L'employeur peut-il toutefois invoquer un motif ayant précédemment donné lieu à un refus d'autorisation pour licencier le salarié à l'expiration de sa période de protection ?
Dans cette affaire, un employeur avait présenté une demande d’autorisation de licenciement pour motif économique concernant un salarié investi d’un mandat de membre du CE. Cette demande avait été rejetée par l'Inspection du travail.
Le salarié ayant démissionné de son mandat le 11 juillet 2016, il bénéficiait d’une protection contre le licenciement d’une durée de 6 mois, laquelle expirait le 10 janvier 2017.
Le 13 janvier 2017, soit 3 jours après l'expiration de la période de protection, le salarié est licencié pour motif économique.

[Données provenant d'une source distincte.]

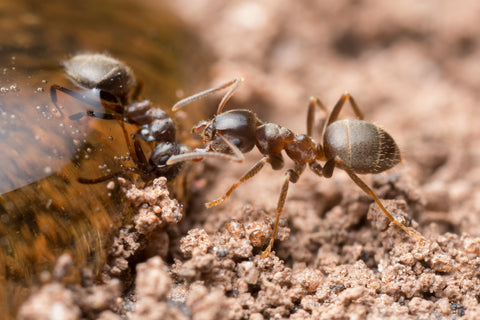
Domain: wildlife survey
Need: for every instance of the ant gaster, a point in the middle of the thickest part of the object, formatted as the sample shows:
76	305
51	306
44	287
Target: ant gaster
119	92
356	146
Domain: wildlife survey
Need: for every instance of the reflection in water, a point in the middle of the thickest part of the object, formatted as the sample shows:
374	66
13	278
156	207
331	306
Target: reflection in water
44	210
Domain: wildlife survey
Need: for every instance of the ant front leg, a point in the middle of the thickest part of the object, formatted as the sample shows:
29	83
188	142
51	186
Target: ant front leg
232	85
247	176
237	155
291	176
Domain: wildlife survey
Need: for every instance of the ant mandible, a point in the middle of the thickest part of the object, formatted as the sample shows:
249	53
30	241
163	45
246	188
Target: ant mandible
114	82
354	145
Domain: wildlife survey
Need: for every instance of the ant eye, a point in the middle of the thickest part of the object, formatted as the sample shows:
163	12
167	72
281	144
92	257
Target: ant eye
163	152
237	142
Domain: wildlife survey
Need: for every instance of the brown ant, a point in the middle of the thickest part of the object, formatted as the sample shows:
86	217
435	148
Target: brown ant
114	82
356	146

Il conteste son licenciement en justice et en obtient la nullité pour violation du statut protecteur devant les juridictions du fond.
Au soutien de son pourvoi, l’employeur, quant à lui, argue :
- que le refus de l'inspecteur du travail d'autoriser le licenciement économique d'un salarié n'interdit pas à l'employeur de prononcer son licenciement à l'expiration de la période de protection, en raison de la fermeture définitive du site sur lequel il travaillait ;
- qu’en tout état de cause, le licenciement prononcé à l'expiration de la période légale de protection pour des faits identiques à ceux invoqués devant l'autorité administrative et ayant donné lieu à un refus d'autorisation de licenciement n'est pas nul, mais sans cause réelle et sérieuse.

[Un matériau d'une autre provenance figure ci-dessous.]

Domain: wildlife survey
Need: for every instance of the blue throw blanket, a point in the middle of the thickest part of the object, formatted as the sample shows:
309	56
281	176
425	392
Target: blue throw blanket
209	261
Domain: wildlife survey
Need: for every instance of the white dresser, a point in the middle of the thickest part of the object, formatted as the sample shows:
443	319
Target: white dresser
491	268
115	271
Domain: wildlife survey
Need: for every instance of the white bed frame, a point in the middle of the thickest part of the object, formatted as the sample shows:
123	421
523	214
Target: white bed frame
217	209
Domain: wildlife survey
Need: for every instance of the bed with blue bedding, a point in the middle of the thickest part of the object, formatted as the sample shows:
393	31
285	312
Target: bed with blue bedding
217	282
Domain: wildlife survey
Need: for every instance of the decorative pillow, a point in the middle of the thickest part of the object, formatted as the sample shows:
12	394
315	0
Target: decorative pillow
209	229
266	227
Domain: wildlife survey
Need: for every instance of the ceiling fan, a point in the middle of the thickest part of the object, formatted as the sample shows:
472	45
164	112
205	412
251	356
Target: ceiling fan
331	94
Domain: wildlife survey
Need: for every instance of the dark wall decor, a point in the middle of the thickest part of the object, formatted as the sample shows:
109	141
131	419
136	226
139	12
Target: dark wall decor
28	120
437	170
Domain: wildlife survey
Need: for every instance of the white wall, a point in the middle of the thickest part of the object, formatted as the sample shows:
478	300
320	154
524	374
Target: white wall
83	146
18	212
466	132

À tort a jugé la Cour de cassation, qui rappelle que le licenciement prononcé à l'expiration de la période légale de protection ne peut être motivé par un motif économique précédemment invoqué devant l'autorité administrative et qui a donné lieu à une décision de refus d'autorisation du licenciement. Un tel licenciement est nul.

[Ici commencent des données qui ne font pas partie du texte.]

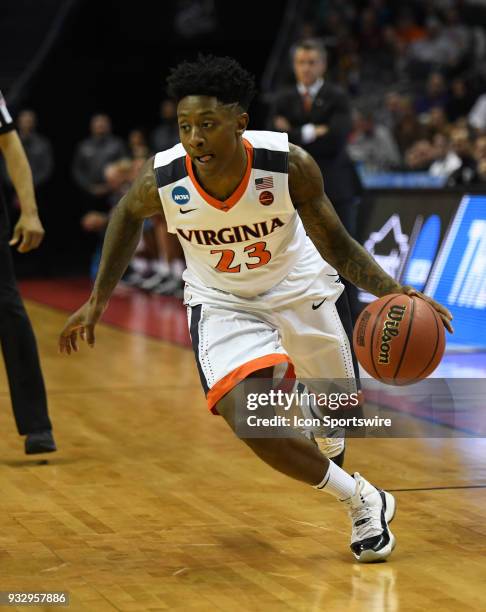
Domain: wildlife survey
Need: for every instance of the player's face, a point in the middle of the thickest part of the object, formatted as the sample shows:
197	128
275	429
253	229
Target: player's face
210	132
309	65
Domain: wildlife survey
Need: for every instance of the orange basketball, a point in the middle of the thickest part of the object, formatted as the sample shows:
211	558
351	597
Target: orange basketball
399	339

Or le salarié a été licencié trois jours après l'expiration de sa période de protection, pour le même motif économique que celui ayant donné lieu à la décision de refus d'autorisation du licenciement par l'inspecteur du travail.
Cela étant, c'est à bon droit que le licenciement du salarié devait être considéré comme nul compte tenu qu’il procédait d'un détournement du statut protecteur.
Licenciement du salarié protégé : vigilance sur les tentations de détournement de procédure
En réponse à cette jurisprudence établie, la vigilance doit être de mise. Ainsi, lorsque la connaissance par l’employeur de faits susceptibles de justifier un licenciement est proche du terme de la protection, la tentation peut être grande d’optimiser les délais en ne convoquant le salarié qu’une fois la période de protection expirée.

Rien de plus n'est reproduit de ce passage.